そう言いつつもにやけながら、祖父の源造は納豆を掻き混ぜた。

「折角の休みなのに皆起きてもうたやないか。」

新聞を広げていた父祐一は本日三回目の欠伸あくびをした。

当の輝彦はというと、申し訳なさそうにハイチェアの上にうずくまっていた。文に頬をつままれてワザと痛がって叫んだ結果、家族全員を起こしてしまったのである。
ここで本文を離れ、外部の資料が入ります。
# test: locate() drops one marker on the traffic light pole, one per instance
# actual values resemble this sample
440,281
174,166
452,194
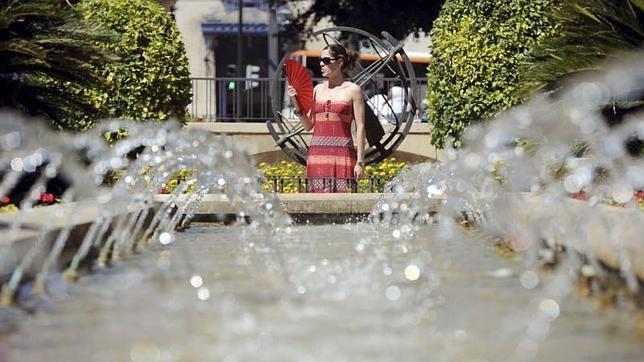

「もういいじゃないの。どうせ食べるの遅いんだから。」

母尚子が玉子焼きの載った皿を配るのを、文は手伝った。

「ぼくホットケーキがいい。」

「昨日も食べたでしょ。」

 尚子が彼の皿にまで山菜の煮物をよそうのを、輝彦は嫌そうに見ていた。

「輝ちゃんそれじいちゃんが頑張って掘ったさかい、残さず食べいや。」

「お野菜ちゃんと食べやんとね、大きくならんし、お姉ちゃんみたいにぶつぶつできるで。」

 輝彦がウーと泣きそうに唸りだしたので、文は今朝の行為に対するお詫びも兼ねて、助け舟を出した。

「それ全部食べ切ったらね、秘密基地に行こっか。」

「ひみつきち!」

 裏山の枯れ井戸は、文と輝彦の遊び場である。そこでグレートマンやらアニマレンジャーやらマジカルプリンセスやらのごっこ遊びをするのである。

「パタ連れて来ていい?」

 パタは文が初めて作ったぬいぐるみのフクロウで、今では輝彦にとって大事な遊び友達なのである。グレートマンやマジカルプリンセスの相棒代わりにもなる優れものだ。

「まだあそこに行ってたのか。」

「いいじゃん、私明日いないし。」

 呆れた父の眼差しを、文は味噌汁を配る手で遮った。

 中学二年生にもなって文がごっこ遊びを未だにやめないのは、弟のおかげである。望んでもないのに姉になった当初は戸惑った。両親はずっと二人目を望んでいて、祖父母にとっても念願の男児だったが、文だけは違った。親類中の皆――可愛がってくれた伯父さん伯母さんらが――輝彦に夢中になって、文はもうお姫様扱いされないのかと悲しくなった。ちゃんと面倒が見れるのかという不安もあった。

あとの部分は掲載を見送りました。